2. Markets: shaping not fixing
· According to Market Failure Theory, governments should only step in to correct market failures: positive externalites (under-investment by private sector—basic research), negative externalities (pollution—carbon taxes); asymmetric information—(banks’ risk appetite—loans to SMEs). But MFT also operates under the assumption that markets are perfectly competitive. They are not.
· Governments must actively “co-create and co-shape” markets. They must go from market fixing to market shaping; being proactive rather than reactive. Markets are dynamic, even if economists believe they operate in a vacuum.
3. Organizations: dynamic capabilities
· A theory of innovation needs to be nested in a theory of learning, experimentation, and adaptation to uncertainty. Learning by doing is a key element in improving an organization’s fitness and developing “absorptive capacity”. This must be adopted in the public sector. Its okay to take risks.
· Public organizations must find new ways to create and implement strategic actions (i.e., leadership capabilities, engaging with groups), rethink how civil service is developed (i.e. training, performance assessment, promotion), and re-imagine how work in public organization is managed (i.e., cross-sectoral, iterative).
4. Finances: outcomes-based budgeting
· The “urgency to win” means funding is always available for wartime missions and crises. There is no reason why the “whatever it takes” mentality cannot be used for social problems. What if budgets were based on outcomes to be reached instead of haphazard cost-benefit analyses?

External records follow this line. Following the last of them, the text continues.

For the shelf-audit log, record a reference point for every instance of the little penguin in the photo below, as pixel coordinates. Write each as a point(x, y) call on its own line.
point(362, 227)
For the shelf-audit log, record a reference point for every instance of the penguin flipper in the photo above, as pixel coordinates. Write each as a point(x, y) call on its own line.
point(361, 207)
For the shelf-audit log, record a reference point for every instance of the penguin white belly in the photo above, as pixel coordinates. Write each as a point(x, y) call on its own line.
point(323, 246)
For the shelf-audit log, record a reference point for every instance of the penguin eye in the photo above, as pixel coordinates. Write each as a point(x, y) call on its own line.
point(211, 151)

· Public sector deficit is private sector surplus. National debt, which so exercises many politicians and citizens, is actually the historical accumulation of money spent by government, not taxed back, and now a privately held asset. Government red ink equals private-sector black ink. Debt is okay.
· Government spending only runs into problems (i.e., inflation) when there’s no growth in the economy. Financial institutions are the last place it should go. Instead, some key factors that increase productivity include education, research, science-industry linkages, worker training, and patient (long-term) financing.
5. Distribution: sharing risks and rewards
· Wealth is created socially: all inventions stand on the shoulders of giants, which likely stood on the backs of public sector investment. We must move from redistribution to predistribution: collective ownership structures, government equity in companies (preferred shares), and stable employment.
· Government loan guarantees and bailouts should have more conditionality. Public risk and private profits erodes faith in government capabilities.
6. Partnership: purpose and stakeholder value
· The notion of “purpose” and stakeholder value is not only about changes to corporate governance but is also about the details of contracts between business and the state.
· Stakeholder value means weighing the importance of workers, communities, and environments alongside shareholders. In Scandinavia, trade union members sit on boards to help steer investments and remuneration. Meanwhile in Canada, nearly all corporate entities have busted up their worker unions. No wonder >50% of jobs are part-time or contract.
7. Participation: open systems to co-design our future
· Mass publics are deserting the old-line, oligarchical political organizations that mobilized them in the modernization era—but they are becoming more active in a wide range of elite-challenging forms of political actions (a renaissance of democratic engagement).
· New decentralized forums are needed that bring together different voices and experiences, such as citizen assemblies.